We know that the world is facing some huge crises. Some of them are global, such as climate change, and some are a consequence of natural disasters, but many of them are man-made—person-made—and often a consequence of conflict. We look at Syria, Yemen, the Democratic Republic of the Congo, South Sudan and the crisis affecting the Rohingya people of Burma, most of whom now live in neighbouring Bangladesh. In that context, the distinction between what is a response to a humanitarian situation and what is development is increasingly irrelevant. People are escaping conflict and living as refugees or internally displaced people for large parts of their lives. Children are spending their entire childhoods displaced. They need humanitarian assistance, but they and their communities also need development support.
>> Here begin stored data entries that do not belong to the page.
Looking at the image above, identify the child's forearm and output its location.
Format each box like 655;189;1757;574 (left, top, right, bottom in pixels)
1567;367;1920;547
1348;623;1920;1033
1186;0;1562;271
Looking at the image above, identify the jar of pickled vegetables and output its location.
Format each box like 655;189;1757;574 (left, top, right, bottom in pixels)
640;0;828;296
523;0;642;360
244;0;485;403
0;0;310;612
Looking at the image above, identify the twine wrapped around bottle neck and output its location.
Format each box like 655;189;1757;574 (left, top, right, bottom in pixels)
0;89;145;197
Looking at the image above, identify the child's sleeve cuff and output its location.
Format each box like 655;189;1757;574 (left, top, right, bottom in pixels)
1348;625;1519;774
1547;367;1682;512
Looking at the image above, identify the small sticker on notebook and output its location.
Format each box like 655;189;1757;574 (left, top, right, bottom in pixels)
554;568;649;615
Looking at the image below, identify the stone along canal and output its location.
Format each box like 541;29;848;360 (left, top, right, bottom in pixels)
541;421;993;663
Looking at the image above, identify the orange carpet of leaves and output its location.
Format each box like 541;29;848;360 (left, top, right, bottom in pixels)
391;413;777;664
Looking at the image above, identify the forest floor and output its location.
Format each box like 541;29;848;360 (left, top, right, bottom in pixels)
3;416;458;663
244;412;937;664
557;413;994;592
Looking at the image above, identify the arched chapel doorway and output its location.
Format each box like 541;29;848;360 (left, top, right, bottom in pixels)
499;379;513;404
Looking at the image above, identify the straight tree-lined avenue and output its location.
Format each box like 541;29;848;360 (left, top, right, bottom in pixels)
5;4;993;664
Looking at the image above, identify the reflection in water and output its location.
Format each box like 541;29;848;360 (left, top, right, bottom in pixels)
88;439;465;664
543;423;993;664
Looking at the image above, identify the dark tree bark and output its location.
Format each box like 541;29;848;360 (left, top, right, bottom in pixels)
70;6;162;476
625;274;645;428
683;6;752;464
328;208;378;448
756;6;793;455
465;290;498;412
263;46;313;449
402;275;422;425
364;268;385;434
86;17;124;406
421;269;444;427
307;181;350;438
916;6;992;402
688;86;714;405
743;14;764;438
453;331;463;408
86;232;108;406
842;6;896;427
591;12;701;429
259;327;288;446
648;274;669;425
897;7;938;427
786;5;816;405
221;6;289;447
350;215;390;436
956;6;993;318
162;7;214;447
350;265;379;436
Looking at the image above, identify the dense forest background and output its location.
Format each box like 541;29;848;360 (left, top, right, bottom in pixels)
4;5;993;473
That is why the International Development Committee has focused so much on the importance of investing in global education. As the Minister well knows, we have consistently called on the Government to devote a larger part of the UK’s development assistance to education. I welcome the commitment that she made recently—at the last but one DFID Question Time—to the UK increasing our commitment to Education Cannot Wait, the multilateral fund aimed at supporting children and young people in emergency situations. I encourage her to put today, or quite soon, a figure on that commitment—and for it to be a high figure—because the earlier we make a pledge on Education Cannot Wait, the more likely other donors are to follow so that we can ensure that that excellent fund can play its part to support education in emergencies.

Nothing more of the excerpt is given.